It is not easy to work out whether gains from a non-resident company should be classed as income or capital within an offshore trust. International Investment looks at some key indicators of how such receipts should be classified
Many offshore structures include at least one non-resident company. Receipts received from these are not always easily identifiable as income or capital. In trust terms, understanding the nature of these receipts received is key to ensuring the receipt is dealt with in accordance with the terms of the trust.
In tax terms, understanding the nature of receipts from non-resident companies is important so that trustees can determine whether a receipt might be received as potentially taxable income.
The classification of receipts received from non-resident firms is governed by extensive case law. This clearly demonstrates that the form or mechanics of a transaction is a very important consideration in determining whether a receipt from a non-resident company is received as income or capital.
In the case of Hill vs Permanent Trustee Company of New South Wales, the Privy Council held that if a company sells most of its land and assets and ceases to carry on business and then declares a dividend of the capital profits, the dividend should be treated as an income receipt in the hands of the shareholder. The Privy Council decided that even though the substance of the transaction represented a return of capital reserves to the shareholders, the form the transaction took meant the receipt should be treated as income. In this case, the mechanics of the transaction was paramount.
Notwithstanding Hill, the mechanics of a transaction will not always be conclusive. For example in Re Lee (deceased) Sinclair vs Lee and another, in the Chancery Division, Hill was not followed. It was held that the principle any payment by a company to its shareholders except by way of an authorised reduction of capital was to be treated as a division of profits and income in nature was merely a guideline. The court held that "to apply this guideline and regard the transaction as a distribution of profits, akin to payment of a dividend in specie and hence income… would exalt company form over commercial substance to an unacceptable extent".

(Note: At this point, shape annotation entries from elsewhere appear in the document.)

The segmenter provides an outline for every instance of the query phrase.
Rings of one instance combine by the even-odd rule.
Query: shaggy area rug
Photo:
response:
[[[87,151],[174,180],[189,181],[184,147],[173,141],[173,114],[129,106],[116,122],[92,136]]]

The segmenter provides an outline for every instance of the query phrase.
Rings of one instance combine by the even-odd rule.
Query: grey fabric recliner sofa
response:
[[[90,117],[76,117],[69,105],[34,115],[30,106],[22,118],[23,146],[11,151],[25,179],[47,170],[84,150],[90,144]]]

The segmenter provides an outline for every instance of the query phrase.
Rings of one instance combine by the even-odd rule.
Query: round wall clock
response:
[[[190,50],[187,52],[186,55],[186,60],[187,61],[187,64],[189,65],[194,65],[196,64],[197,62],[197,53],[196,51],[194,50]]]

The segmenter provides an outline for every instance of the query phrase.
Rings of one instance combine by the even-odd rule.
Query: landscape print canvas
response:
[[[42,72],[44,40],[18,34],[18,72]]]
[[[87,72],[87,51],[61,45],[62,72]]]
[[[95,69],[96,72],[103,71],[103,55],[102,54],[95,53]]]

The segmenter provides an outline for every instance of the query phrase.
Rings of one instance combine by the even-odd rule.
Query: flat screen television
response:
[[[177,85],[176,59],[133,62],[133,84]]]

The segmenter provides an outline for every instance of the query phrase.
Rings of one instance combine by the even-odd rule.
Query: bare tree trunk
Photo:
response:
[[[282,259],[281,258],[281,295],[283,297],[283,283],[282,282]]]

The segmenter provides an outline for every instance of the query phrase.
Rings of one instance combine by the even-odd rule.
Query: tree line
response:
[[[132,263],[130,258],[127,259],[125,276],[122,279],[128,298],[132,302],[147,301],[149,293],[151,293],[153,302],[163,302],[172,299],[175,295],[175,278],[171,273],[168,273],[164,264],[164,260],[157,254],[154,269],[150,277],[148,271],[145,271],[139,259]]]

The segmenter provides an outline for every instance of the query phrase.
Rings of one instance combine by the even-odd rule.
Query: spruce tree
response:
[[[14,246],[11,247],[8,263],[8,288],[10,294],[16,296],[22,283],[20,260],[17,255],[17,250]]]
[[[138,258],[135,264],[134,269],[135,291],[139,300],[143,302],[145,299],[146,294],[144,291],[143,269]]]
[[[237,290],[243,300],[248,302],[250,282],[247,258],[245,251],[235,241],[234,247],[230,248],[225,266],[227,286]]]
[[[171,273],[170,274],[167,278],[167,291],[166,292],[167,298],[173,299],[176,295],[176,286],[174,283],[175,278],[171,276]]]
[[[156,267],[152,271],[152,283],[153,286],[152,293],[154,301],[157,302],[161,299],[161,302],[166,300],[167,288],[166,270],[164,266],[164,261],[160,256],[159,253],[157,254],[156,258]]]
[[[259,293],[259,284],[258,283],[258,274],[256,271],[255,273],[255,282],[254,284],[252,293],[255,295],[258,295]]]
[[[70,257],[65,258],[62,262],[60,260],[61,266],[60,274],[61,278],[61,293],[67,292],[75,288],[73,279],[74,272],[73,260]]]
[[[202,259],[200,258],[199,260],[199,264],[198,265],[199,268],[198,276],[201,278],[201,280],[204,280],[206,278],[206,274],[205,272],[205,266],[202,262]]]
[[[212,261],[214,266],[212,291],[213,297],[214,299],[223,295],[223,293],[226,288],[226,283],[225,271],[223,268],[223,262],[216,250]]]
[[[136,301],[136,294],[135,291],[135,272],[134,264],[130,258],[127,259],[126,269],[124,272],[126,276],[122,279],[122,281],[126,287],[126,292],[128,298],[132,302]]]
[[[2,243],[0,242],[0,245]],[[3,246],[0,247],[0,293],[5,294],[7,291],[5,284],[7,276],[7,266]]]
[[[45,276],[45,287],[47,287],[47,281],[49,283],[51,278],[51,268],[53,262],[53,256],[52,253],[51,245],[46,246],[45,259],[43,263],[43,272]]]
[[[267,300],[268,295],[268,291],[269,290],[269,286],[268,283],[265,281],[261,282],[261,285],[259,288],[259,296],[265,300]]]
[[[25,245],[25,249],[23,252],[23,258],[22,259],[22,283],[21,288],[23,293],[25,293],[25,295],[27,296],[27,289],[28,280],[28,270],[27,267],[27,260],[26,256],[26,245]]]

In the trust case Bouch vs Sproule, the directors of a company proposed to declare a bonus dividend, allot partly paid-up new shares to each shareholder and apply the bonus dividend in part payment of the new shares. The House of Lords held that the real nature of the transaction was that the firm did not pay or intend to pay any sum as dividend but intended to and did appropriate the undivided profits as an increase of the capital stock and, therefore, the bonus dividend was received as capital.
In the Court of Appeal tax case IRC vs Wright, the court held that where a firm declares a bonus out of undivided profits which it offers genuinely either in cash or in the form of bonus shares, the distribution is likely to be a capital one, particularly if the bonus shares are worth more than the nominal value of the cash alternative because the likelihood is that a shareholder would take the shares. The court found that the company had clearly intended to capitalise its accumulated profits.
It is clear that the company's intention was also of relevance to the question of whether a payment or a transfer from a non-resident company is an income or capital receipt.
The case law demonstrates that a court may be prepared to look beyond the mechanics used to achieve a transfer or payment made by a non-resident company and stress other factors. Of course, this causes uncertainty when planning transactions.
When classifying a receipt from a non-resident firm as income or capital, or when planning transactions involving non-resident firms, offshore trustees should consider the following:
• If a dividend is used in any part of the transaction the receipt may be income in nature. If the mechanics used are of a wholly capital nature, then the receipt should be capital in nature.
• If the non-resident company intends to capitalise profits, the receipt is probably capital in nature whatever form the transaction takes.
• Although the company law to which the non-resident firm is subject must be carefully considered, it should be possible to issue share capital so that such issue is received as capital.
• If it is desired that transfers or payments by a non-resident firm be received as capital, the issue of redeemable shares and debentures should be avoided because the possibility of repayment is not consistent with the transaction being capital in nature.
• Funding of new subsidiaries of a non-resident firm should be considered carefully, particularly if the plan is to avoid the generation of income.
• Trustees should not assume that just because a transfer or payment from a non-resident company is made by way of dividend that such transfer or payment will be received as income.
It can be difficult to work out whether receipts received from non-resident companies should be classed as income or capital
Whether it is capital or income is easy for UK resident companies, all set out in the Income and Corporate Taxes Act 1988
For non-UK companies it is governed by extensive case law, so far less clear cut.